After a couple of years of following football, I knew that Leeds and Manchester United and West Ham and Chelsea and Millwall had fearsome reputations, and that twice a season so did Brighton and Palace.
But there were unwritten rules. If you wanted to keep out of trouble, you knew where to stand. The same rules about letting the young kids stand at the front still applied in those areas.
As fans we accepted that as the pragmatic thing to do, while the government and the police decided to introduce cages, fences and pens to try to contain violence inside grounds.
The introduction of those fences and barriers inside grounds was the moment that football fans should have collectively pushed back and stopped it happening.
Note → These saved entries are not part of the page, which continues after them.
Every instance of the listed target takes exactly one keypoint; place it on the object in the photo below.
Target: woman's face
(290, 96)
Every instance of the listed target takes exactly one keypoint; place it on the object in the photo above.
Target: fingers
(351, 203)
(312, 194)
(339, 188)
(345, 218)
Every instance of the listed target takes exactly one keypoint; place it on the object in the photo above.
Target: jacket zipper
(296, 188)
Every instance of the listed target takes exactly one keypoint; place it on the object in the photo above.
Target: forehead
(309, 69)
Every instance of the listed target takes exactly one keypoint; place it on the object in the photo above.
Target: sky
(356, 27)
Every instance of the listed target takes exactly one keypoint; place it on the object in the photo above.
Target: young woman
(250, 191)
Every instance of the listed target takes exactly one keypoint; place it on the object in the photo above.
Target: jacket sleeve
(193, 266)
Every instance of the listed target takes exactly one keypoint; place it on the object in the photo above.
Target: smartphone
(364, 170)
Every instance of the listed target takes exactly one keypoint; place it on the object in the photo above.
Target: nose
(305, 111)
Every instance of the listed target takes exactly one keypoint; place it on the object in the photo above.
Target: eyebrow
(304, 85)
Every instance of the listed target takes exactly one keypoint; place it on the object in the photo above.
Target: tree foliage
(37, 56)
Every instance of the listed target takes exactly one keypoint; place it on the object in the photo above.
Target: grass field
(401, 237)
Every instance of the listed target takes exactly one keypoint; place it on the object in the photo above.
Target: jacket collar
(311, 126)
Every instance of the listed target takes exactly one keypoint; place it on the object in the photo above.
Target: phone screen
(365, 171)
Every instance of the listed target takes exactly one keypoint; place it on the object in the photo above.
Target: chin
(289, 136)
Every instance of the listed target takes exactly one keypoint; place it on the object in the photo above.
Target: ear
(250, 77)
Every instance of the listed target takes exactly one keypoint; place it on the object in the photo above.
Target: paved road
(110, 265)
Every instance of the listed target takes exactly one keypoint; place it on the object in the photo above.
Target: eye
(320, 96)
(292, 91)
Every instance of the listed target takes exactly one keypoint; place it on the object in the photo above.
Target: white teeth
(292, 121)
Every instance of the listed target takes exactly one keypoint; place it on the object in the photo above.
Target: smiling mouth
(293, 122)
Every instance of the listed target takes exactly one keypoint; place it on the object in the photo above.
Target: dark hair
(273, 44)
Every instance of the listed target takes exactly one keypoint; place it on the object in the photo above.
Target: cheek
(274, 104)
Not pushing back meant there was an acceptance, tacit or otherwise, that football had a ‘problem’ and that football fans could be collectively classed as pariahs, whether they were dads taking their kids or thugs looking for the buzz of a fight at a game.
Football fans would always struggle to collectively oppose that appalling situation because fighting their own teams cause would always be more important.
What happened on 15 April 1989 was an inevitable consequence of the tacit acceptance of football fans being pariahs.
Putting huge numbers of people in cages or pens with no route to safety meant that the role of the police and the other emergency services was crucial, especially at games where the ground was full.
On that day the police and emergency services were not properly prepared or managed.
What happened after 15 April 1989 was also a consequence of the same tacit acceptance that football fans were fair game.
In the Observer the day after the Hillsborough the great Hugh McIlvaney pretty much set out what had happened.
In the Taylor report published in August, a High Court judge pretty much worked out what happened.
But because the perceived view that all football fans were potential thugs, ‘the truth’ was allowed to be ignored for 27 years.
There have been some remarkable articles this week showing the triumph of the human spirit among the families and supporters of the bereaved Liverpool fans.
There has also been remarkable Sam Allardyce comments about Palace players being “on the pop”. Alan Pardew’s response that these comments were pre-historic were spot on.
While we get angered by tits like Allardyce, as football fans we will put ourselves at risk of missing the bigger picture.
A quiz to finish. One of these statements is more important than the others:
Wayne Hennessy stood in the wrong place for that free kick and Jules might well have saved it.
Everton should have finished in the top six with that side.
Arsenal will come fourth this year, next year and for years to come.
Sam Allardyce is still a tit.
96 people should never ever have died that day and been stigmatised for 27 years after.